I love the TV spot featuring the “Easy Button”. Who wouldn’t want one of those? It would be used nearly constantly these days – I want Easy Buttons for work, money, music, movies, food, beer, and the !@#$% cable remote.
Dream on. The more companies CAN do, they WILL do, making product choices – not to mention user interfaces – infuriatingly complex. Why? Nobody (except maybe Apple) seems to consider simplicity. The number of decisions we face every day turns the multiple choices demanded by an overly-complex product into Way Too Many.
I think that’s why some of us gravitate toward the Big Acoustic Easy Button: put a bunch of absorbers on the walls and ceiling, it’ll be OK. There, that was easy, now make some sound.
Sad to say, effective acoustic treatment doesn’t work that way. The best sounding spaces have the right combination of absorption AND diffusion. To make matters more complicated, diffusion is not as well-understood as absorption, so it seems more difficult to make choices.
That’s why we’ve tried to make Acoustic Geometry products easier to use – they’re not yet the Easy Button, but getting closer. We’re working on guides showing the best combinations of diffusors and absorbers for a variety of applications and acoustic spaces. Our current SketchUp Room Guides are a start, with more on the way.
John Calder
Contact me: [email protected]
2 comments
Troy Esposito
How about a general layout for people with dipolar/planer speakers like Magnepan & Martin Logan? I see a lot of rooms set similar to mine, on the forums. Rectangular, with the rear wave firing into the corners. Speakers are into the room about 3-4 ft.
I plan to start out first with your corner diffusor/absorber, then work my way out to the side and rear walls with the medium, and large diffusors. I think a general layout for planer speakers would be very useful for audiophiles like me.

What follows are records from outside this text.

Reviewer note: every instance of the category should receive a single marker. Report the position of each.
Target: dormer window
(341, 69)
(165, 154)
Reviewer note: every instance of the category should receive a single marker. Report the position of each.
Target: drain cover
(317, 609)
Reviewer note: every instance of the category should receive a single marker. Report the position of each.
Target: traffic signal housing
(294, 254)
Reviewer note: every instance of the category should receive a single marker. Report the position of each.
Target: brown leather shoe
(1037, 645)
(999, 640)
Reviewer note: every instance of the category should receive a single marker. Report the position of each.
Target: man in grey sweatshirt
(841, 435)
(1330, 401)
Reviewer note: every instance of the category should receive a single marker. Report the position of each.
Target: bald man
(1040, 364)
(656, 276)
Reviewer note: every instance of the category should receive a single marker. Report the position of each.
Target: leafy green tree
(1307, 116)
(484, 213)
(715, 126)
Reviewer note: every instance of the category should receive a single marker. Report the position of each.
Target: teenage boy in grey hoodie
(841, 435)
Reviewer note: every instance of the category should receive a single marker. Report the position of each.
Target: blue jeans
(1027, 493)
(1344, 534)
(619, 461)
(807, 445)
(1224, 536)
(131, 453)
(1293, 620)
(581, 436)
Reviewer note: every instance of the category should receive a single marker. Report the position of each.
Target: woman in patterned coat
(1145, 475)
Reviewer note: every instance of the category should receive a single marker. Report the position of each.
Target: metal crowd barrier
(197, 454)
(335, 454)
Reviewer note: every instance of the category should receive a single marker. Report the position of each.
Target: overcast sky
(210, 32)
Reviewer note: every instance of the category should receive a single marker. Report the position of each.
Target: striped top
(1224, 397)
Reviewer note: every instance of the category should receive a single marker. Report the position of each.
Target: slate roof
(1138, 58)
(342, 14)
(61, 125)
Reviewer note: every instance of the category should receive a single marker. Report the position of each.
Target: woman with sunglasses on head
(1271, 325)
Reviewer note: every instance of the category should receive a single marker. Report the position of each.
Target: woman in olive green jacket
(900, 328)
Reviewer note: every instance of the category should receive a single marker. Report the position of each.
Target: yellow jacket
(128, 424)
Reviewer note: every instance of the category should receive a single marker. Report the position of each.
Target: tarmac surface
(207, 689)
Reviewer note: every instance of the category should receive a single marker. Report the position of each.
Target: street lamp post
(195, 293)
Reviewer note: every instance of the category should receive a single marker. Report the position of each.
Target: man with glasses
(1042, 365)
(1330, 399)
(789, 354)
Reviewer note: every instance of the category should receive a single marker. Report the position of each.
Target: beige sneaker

As they use the rooms acoustics more, to get great sound.
John Calder
Hi Troy,
Thanks for your post! I agree with you about dipole speakers “using” the room more than “standard” speakers. For years I’ve felt that true omni-directional speakers in a nicely-diffuse room would be ideal, but true omnis are extremely difficult to design and build.
I’m a bit of a sterophile heretic – I strongly believe the best starting placement for diffusors is the left-right first-reflection points (where most people place absorption panels), even for dipole and omni speakers, and especially for primarily unidirectional speakers. It’s all about the roll of coherent phase in the stereo image, at which our Curve diffusors excel.
I think a “dipole room” example would be a great idea, and I’ll put it on my list of to-do SketchUp designs. Proper diffusion will work regardless of the dispersion pattern of your speakers, and the right diffusors have drastically improved listening and monitoring rooms for decades.
I’d encourage you to experiment with Curve diffusor placement – alternate between the first-reflection points and the corner placement, and let us know what you hear. It’s always wonderful to ‘diffuse’ the collective knowledge of people who can hear well.